Owners’ equity is the sum of the owners’ initial investments when they launched the firm, plus any “retained earnings” they have reinvested since then.

So your firm’s Statement of Retained Earnings shows how the owners’ equity has changed in a given period. Changes might show on this report if you sold or repurchased stock or membership interests, issued dividend payments, draws, or other distributions to owners, or if your profits and losses ended up impacting owners’ equity.

Some Miscellaneous Reports

Trial balance. A “trial balance” combines your balance sheet and income statement into one report. Its purpose is to detail the total of all debits and all credits in every account on your general ledger to show any discrepancies. If the sum of all your debits doesn’t equal the sum of all credits, there is an error somewhere.

Budget v. actual. A report that compares amounts you budgeted with your actual income and expenses in a given period. A third column (the delta or % of budget column) tells you how close you came in real dollars or as a percentage of the budget.

Weekly financial status report. We’d like you to look at a snapshot of your firm’s financial situation at weekly intervals to help you stay on top of your firm’s finances.
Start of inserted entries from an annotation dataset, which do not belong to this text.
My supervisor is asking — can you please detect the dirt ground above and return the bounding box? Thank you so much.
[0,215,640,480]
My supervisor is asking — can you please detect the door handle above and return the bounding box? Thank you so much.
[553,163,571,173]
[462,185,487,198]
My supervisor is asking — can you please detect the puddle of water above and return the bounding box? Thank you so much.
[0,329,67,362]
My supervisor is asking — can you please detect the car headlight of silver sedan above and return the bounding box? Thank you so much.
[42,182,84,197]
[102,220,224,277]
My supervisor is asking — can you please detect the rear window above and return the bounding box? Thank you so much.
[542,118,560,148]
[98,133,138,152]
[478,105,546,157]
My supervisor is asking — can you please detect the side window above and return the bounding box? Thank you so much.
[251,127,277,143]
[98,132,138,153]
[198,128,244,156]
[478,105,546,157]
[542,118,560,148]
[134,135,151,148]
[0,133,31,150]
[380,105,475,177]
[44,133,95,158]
One way to do that is with a weekly report that gives high-level views of cash on hand, accounts receivable total (and current, 30-60, 60-90, and 90+ A/R), payables due next Friday, payables due in the next 30 days, work in progress (from last month’s billing cutoff), bills sent (month to date), cash in (month to date), next payroll date and approximate amount, balance on the line of credit, etc. You can pick your categories, of course, but keep an eye on the critical numbers and distill out the less important things for this quick-look report.

Revenue per employee. If you have employees, this number shows your gross income divided by FTE (“full-time equivalent.” One FTE = one employee working full time, or about 40 hours/wk). You’ll need to find the number that you’re most comfortable with and the number that raises red flags for you. Lower numbers hint at overstaffing, inefficiency, or underpriced services. Higher numbers suggest you charge consistent and fairly-priced fees, use robust systems and technology, and have low employee turnover (all of which, in turn, free you up to do high-revenue work more of the time).

Revenue per attorney (or timekeeper). This number derives from your gross revenue divided by the number of attorneys (or timekeepers). A brand new firm may have lower revenue as it establishes itself. But more-established firms with a low revenue-per-attorney number indicates that firm has attorneys doing low-revenue work, which, spoiler alert, ain’t good.

And on and on and on. There is a report for everything. Pick ones that are useful for your practice and figure out how to get the report populated quickly, easily, and systematically (or automatically, where possible).